Shieh S D, Lin Y F, Lin S H, Lu K C
Department of Medicine, Tri-Service General Hospital, Taipei, Taiwan, ROC.
Nephron. 1995;71(4):428-32. doi: 10.1159/000188763.
Intensive training in a humid and warm environment can cause exertional heat stroke (ExHS) and rhabdomolysis (RBD) in military recruits. To investigate the role of vitamin D and monomeric calcitonin (CT) on the calcium metabolism in ExHS with RBD and acute renal failure (ARF), we studied 21 recruits with ExHS (mean age 21.4 years), 7 of which had ARF. Another 11 age-matched recruits with heat exhaustion (HE) and 11 healthy subjects were selected as controls. Our results showed that in 14 ExHS patients without ARF, mean serum creatinine (Cr) levels were significantly higher (151.16 vs. 106.08 mumol/l, p < 0.01), whereas serum osteocalcin (OC) levels were significantly lower (2.22 vs. 4.65 micrograms/l, p < 0.01) than in healthy controls. In 7 patients with ExHS and ARF, the mean serum Cr (774.38 vs. 105.20 mumol/l, p < 0.01), phosphorus (P) (2.26 vs. 1.26 mmol/l, p < 0.05), creatine phosphokinase (CPK) 274,143.97 vs. 85.78 IU/l, p < 0.05), intact parathyroid hormone (I-PTH) (299.81 vs. 18.66 ng/l, p < 0.05) and CT (13.58 vs. 6.63 ng/l, p < 0.01) levels on admission were significantly higher while the mean ionized calcium (iCa) levels were significantly lower than the healthy controls (0.9 vs. 1.18 mmol/l, p < 0.01). The mean serum 25-hydroxyvitamin D [25(OH)D] levels were not significantly different from healthy controls. However, mean serum 1,25-dihydroxyvitamin D [1,25(OH)2D] levels and the ratio of 1,25(OH)2D to 25(OH)D were significantly lower than healthy controls throughout the whole course of ARF. None of the 7 patients with ExHS and ARF developed hypercalcemia during the diuretic phase. Their mean serum I-PTH levels decreased significantly from 299 to 18 ng/l during the recovery phase (p < 0.05). Our study seems to suggest that the abnormal calcium metabolism in this unique patient group is in part caused by persistently decreased renal production of 1,25(OH)2D, although increased monomeric CT levels were associated with hypocalcemia. However, whether or not a causal relationship exists merits further investigation.

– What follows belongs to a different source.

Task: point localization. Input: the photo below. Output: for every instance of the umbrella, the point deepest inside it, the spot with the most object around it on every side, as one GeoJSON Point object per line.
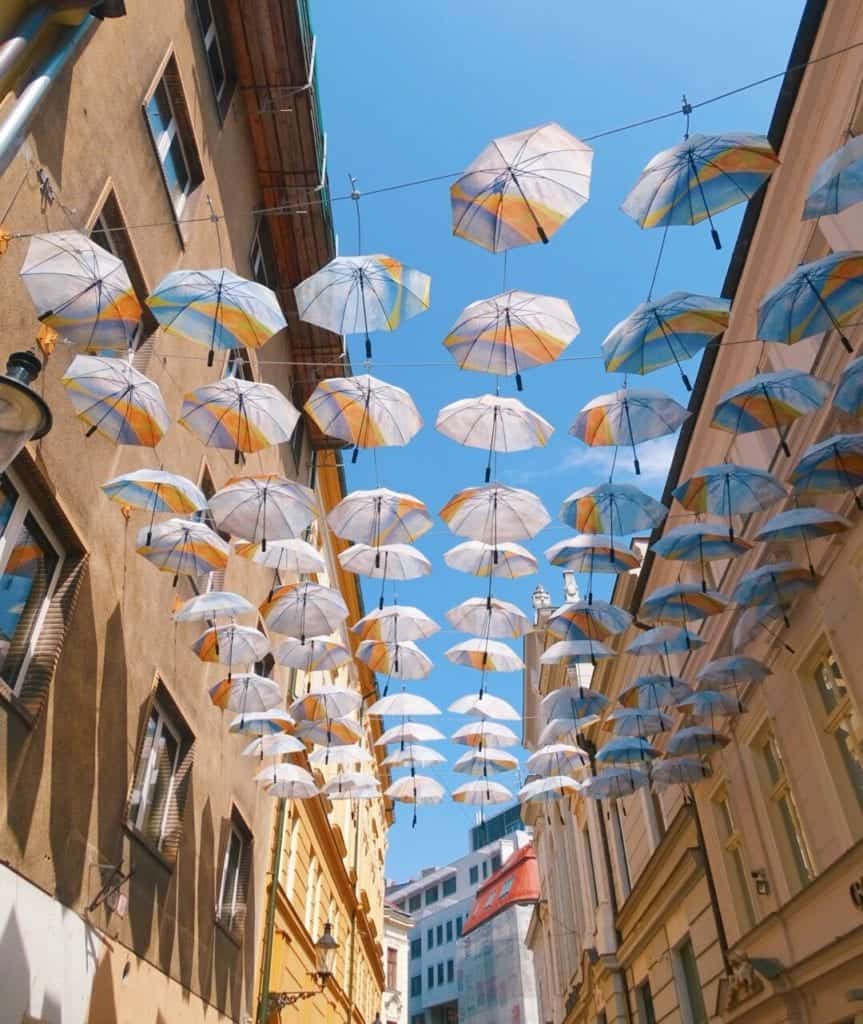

在湿热环境下进行强化训练可导致新兵发生劳力性热射病(ExHS)和横纹肌溶解症(RBD)。为研究维生素D和单体降钙素(CT)在伴有RBD和急性肾衰竭(ARF)的ExHS患者钙代谢中的作用,我们对21例ExHS新兵(平均年龄21.4岁)进行了研究,其中7例患有ARF。另外选取11例年龄匹配的热衰竭(HE)新兵和11例健康受试者作为对照。我们的结果显示,在14例无ARF的ExHS患者中,血清肌酐(Cr)平均水平显著更高(151.16比106.08μmol/L,p<0.01),而血清骨钙素(OC)水平显著更低(2.22比4.65μg/L,p<0.01),与健康对照相比。在7例伴有ExHS和ARF的患者中,入院时血清Cr平均水平(774.38比105.20μmol/L,p<0.01)、磷(P)(2.26比1.26mmol/L,p<0.05)、肌酸磷酸激酶(CPK)(274143.97比85.78IU/L,p<0.05)、完整甲状旁腺激素(I-PTH)(299.81比18.66ng/L,p<0.05)和CT(13.58比6.63ng/L,p<0.01)显著更高,而平均离子钙(iCa)水平显著更低,与健康对照相比(0.9比1.18mmol/L,p<0.01)。血清25-羟维生素D[25(OH)D]平均水平与健康对照无显著差异。然而,在ARF整个病程中,血清1,25-二羟维生素D[1,25(OH)2D]平均水平以及1,25(OH)2D与25(OH)D的比值显著低于健康对照。7例伴有ExHS和ARF的患者在利尿期均未发生高钙血症。在恢复期,他们的血清I-PTH平均水平从299显著降至18ng/L(p<0.05)。我们的研究似乎表明,这一独特患者群体中钙代谢异常部分是由肾脏持续减少产生1,25(OH)2D所致,但单体CT水平升高与低钙血症有关。然而,是否存在因果关系值得进一步研究。